Cathay Pacific Airways (0293) expects it to have a better financial performance this year than in 2024, despite the continuous losses made by budget airliner HK Express.
The group projects a “strong” financial result for the second half of the year, driven by increased capacity, solid passenger load factors and resilient cargo demand, according to a filing on Monday.
It is, however, partially offset by HK Express’ losses mainly due to various factors that negatively impacted travel demand to Japan.
Its associates, the majority of which are recognized three months in arrears, are expected to improve in the second half as compared to the first half of 2025, Cathay said, adding that it is also expected to book a non‑recurring gain of HK$900 million on a supplier settlement agreement in the second half.

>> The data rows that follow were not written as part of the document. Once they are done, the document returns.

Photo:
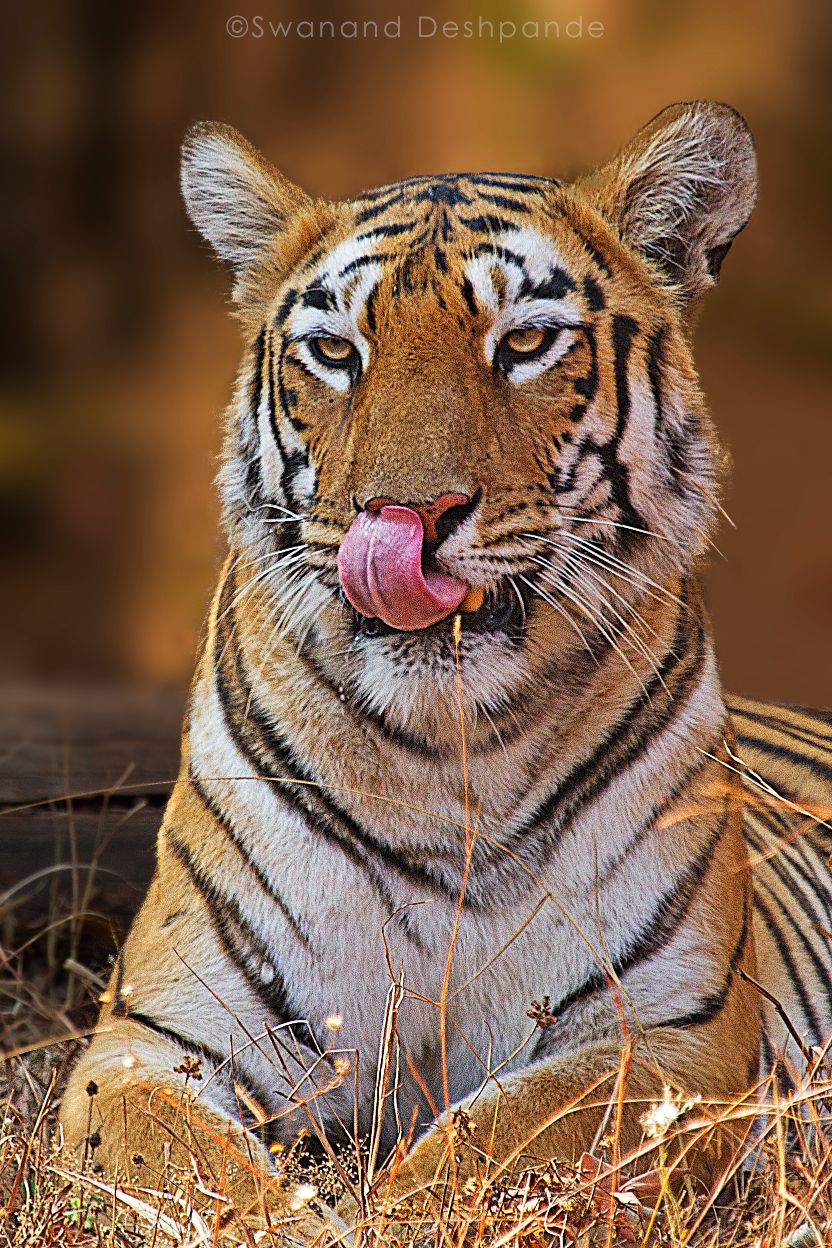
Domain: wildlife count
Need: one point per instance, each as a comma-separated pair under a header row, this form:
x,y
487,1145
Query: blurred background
x,y
119,352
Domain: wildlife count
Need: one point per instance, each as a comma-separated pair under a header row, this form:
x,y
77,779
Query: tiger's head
x,y
473,394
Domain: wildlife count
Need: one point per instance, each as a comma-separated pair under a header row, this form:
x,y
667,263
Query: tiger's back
x,y
785,754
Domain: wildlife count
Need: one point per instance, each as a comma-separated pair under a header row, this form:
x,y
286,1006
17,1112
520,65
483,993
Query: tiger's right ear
x,y
237,201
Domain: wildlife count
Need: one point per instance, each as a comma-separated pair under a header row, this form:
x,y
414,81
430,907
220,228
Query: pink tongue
x,y
379,564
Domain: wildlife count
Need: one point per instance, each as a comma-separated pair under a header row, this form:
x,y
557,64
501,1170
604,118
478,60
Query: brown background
x,y
119,353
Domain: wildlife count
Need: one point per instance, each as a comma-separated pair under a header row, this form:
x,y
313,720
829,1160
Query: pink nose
x,y
429,513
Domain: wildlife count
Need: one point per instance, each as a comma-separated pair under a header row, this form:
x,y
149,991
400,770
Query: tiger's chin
x,y
502,610
412,677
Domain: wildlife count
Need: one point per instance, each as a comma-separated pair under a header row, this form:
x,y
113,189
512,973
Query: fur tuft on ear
x,y
680,192
233,196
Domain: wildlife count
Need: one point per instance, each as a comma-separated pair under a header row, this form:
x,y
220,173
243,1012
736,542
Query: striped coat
x,y
529,823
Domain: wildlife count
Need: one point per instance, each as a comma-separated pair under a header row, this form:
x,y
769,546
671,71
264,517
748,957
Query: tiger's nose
x,y
439,516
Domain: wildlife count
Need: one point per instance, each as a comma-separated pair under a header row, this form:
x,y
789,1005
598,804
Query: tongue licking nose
x,y
379,564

The local flagship carrier Cathay Pacific carried 26 percent more passengers to more than 2.5 million in November, bringing the total passenger number in the first 11 months of the year to 26.1 million, up by 27 percent from a year ago.
The airline recorded a monthly load factor of 87 percent last month, the highest in the past two years, driven by robust demand on its Northeast Asia routes.
“The outlook for the Christmas travel peak remains strong”, Cathay said, adding that the demand for the Lunar New Year holiday is also “promising”.
HK Express carried close to 640,000 passengers in November 2025, an increase of 27 percent year-on-year.
Bookings across the airline’s network remain “healthy” for December, it said.
On the cargo front, Cathay Cargo carried 10 percent more cargo in November 2025 than a year ago, driven by solid exports from the city and the mainland, alongside growth across its Southeast Asia and South Asia, Middle East and Africa routes.
While overall demand started to ease in the middle of this month, core demand on its key trade lanes is expected to hold up well, Cathay said.